Warming of the lake due to climate change is a plausible ongoing and future threat.

This species is not used or traded.

This species is included (as Salvelinus alpinus) as a priority species of conservation concern in the U.K. Post-2010 Biodiversity Framework.

Loch Eck lies within the Loch Lomond and Trossachs National Park, and is designated a Site of Special Scientific Interest.

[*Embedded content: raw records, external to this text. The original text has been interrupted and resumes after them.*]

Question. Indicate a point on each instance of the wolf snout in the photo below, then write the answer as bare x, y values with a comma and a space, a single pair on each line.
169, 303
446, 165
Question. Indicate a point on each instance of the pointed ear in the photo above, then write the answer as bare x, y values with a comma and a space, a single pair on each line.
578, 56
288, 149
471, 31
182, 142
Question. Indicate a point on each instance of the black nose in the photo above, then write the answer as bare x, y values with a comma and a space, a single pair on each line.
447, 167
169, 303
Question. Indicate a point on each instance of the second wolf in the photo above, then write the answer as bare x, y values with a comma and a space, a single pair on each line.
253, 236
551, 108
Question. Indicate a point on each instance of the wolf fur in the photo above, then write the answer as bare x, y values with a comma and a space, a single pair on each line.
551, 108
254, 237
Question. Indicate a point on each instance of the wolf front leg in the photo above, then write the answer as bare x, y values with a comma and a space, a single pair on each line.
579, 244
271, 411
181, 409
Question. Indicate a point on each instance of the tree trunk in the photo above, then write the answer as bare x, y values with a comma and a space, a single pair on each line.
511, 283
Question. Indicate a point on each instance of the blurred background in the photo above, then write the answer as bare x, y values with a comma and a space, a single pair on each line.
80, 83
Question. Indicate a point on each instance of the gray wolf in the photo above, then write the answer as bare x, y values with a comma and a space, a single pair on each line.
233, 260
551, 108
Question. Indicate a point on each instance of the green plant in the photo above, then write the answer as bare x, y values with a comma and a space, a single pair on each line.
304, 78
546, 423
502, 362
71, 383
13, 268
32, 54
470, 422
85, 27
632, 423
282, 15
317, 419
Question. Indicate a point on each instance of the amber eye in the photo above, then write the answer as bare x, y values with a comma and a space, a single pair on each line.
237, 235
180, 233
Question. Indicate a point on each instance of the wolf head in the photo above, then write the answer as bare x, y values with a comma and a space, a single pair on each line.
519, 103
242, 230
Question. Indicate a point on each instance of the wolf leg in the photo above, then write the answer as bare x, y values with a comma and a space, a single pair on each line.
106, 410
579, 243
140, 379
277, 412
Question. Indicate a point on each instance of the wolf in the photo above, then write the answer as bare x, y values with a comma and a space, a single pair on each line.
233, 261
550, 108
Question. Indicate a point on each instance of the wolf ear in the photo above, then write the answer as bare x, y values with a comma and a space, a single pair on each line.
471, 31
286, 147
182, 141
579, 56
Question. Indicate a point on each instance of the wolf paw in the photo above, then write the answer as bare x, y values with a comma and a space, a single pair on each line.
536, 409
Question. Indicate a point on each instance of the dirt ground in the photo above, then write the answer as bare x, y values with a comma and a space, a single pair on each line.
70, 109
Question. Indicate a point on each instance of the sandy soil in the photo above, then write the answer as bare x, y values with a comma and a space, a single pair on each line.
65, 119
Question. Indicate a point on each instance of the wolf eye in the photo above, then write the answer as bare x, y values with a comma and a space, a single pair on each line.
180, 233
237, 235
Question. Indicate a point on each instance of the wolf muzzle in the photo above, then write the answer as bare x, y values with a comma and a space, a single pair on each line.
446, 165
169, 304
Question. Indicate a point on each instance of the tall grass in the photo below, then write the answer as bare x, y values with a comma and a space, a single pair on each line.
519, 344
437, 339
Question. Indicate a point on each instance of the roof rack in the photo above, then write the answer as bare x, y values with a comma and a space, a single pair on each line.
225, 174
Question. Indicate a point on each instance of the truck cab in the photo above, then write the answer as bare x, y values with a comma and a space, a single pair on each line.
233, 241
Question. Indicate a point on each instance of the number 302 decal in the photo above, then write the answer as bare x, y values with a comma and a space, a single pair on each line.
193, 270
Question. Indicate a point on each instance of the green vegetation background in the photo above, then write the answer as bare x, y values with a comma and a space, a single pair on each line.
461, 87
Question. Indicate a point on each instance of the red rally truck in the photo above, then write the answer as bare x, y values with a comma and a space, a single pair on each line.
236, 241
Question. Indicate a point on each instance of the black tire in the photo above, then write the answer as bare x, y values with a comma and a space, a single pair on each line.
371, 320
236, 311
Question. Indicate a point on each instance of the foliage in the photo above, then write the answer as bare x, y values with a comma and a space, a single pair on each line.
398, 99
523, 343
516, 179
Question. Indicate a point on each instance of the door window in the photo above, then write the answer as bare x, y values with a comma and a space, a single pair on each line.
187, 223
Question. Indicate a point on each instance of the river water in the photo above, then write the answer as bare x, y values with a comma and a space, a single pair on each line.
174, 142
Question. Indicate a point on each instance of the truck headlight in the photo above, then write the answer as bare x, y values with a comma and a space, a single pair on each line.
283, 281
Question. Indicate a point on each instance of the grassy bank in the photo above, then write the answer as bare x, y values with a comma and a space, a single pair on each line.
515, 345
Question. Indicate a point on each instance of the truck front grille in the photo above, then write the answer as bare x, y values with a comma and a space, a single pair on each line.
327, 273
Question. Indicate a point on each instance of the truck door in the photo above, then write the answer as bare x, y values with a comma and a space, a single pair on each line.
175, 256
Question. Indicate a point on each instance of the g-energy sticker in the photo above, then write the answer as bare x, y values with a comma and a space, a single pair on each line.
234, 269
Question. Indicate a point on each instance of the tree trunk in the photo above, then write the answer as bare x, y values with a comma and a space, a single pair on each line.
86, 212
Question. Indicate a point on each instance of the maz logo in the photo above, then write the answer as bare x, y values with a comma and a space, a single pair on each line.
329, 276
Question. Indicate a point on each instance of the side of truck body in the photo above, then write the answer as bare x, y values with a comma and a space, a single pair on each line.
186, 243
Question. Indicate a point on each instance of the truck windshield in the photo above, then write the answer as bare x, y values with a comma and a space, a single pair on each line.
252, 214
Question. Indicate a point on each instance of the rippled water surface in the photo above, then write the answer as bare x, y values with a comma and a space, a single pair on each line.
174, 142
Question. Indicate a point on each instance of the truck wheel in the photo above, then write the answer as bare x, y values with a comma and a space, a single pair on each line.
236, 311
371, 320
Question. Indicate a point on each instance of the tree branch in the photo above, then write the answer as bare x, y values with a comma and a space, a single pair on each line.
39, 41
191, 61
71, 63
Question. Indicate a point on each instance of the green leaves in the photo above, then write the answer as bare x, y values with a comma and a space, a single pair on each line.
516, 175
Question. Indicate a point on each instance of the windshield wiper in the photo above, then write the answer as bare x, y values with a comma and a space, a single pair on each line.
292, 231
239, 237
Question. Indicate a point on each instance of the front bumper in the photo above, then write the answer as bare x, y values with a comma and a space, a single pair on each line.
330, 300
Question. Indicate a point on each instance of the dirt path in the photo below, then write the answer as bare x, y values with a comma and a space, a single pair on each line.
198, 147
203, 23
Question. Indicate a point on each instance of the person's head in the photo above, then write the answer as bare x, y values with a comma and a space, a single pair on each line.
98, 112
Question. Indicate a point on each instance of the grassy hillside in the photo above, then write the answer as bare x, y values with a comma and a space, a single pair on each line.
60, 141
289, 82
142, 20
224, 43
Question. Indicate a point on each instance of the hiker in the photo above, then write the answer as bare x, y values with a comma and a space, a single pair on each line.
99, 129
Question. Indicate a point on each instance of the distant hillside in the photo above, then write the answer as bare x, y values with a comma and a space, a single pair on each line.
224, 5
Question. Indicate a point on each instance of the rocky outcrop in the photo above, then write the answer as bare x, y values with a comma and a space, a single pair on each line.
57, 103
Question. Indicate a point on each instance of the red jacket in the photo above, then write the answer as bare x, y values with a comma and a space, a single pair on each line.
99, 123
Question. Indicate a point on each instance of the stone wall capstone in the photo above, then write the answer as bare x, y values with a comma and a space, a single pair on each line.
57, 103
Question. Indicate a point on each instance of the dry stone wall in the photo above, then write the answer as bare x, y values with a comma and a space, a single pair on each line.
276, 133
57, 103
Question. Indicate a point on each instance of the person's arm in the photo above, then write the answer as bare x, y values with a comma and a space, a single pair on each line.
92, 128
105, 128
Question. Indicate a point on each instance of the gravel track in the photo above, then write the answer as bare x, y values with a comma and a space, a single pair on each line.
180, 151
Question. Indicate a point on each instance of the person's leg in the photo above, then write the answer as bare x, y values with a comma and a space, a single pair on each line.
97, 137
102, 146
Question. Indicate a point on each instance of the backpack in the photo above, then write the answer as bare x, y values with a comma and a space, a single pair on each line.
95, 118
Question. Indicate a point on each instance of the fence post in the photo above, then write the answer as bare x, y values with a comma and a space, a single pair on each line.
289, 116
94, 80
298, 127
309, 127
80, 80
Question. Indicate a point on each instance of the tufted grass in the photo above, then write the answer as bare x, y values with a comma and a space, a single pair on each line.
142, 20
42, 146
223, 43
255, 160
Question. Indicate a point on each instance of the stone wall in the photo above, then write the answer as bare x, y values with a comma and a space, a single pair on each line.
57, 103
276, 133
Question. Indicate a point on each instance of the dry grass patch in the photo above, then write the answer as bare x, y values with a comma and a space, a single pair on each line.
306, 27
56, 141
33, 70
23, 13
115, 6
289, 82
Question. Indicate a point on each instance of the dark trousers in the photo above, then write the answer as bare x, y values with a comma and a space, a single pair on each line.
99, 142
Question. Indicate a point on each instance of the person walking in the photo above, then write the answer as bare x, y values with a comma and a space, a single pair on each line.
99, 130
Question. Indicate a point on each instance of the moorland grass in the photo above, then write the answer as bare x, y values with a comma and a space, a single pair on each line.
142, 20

This species is not recognised by the relevant authorities in Scotland or the United Kingdom, where it is treated as a subpopulation of the Arctic Charr (Salvelinus alpinus). The taxonomy of Eurasian charrs is in need of review (see 'Taxonomic Notes'), and it has been widely recommended that their conservation management must be considered independent of their systematic classification. Each subpopulation should therefore be assessed individually, taking into account its evolutionary and genetic significance coupled with the ongoing population trend and threats to result in a priority ranking permitting the effective allocation of conservation resources through the development of site-specific, catchment-scale management plans. Sympatric morphological forms should also be managed separately, depending on their respective habitat preferences, diets and life histories. The abundance trends of many subpopulations remain unknown, and their individual assessments should ideally form the basis of future research efforts in order to ensure appropriate prioritisation. In practice, such efforts should ideally be coordinated at local, national or regional scales.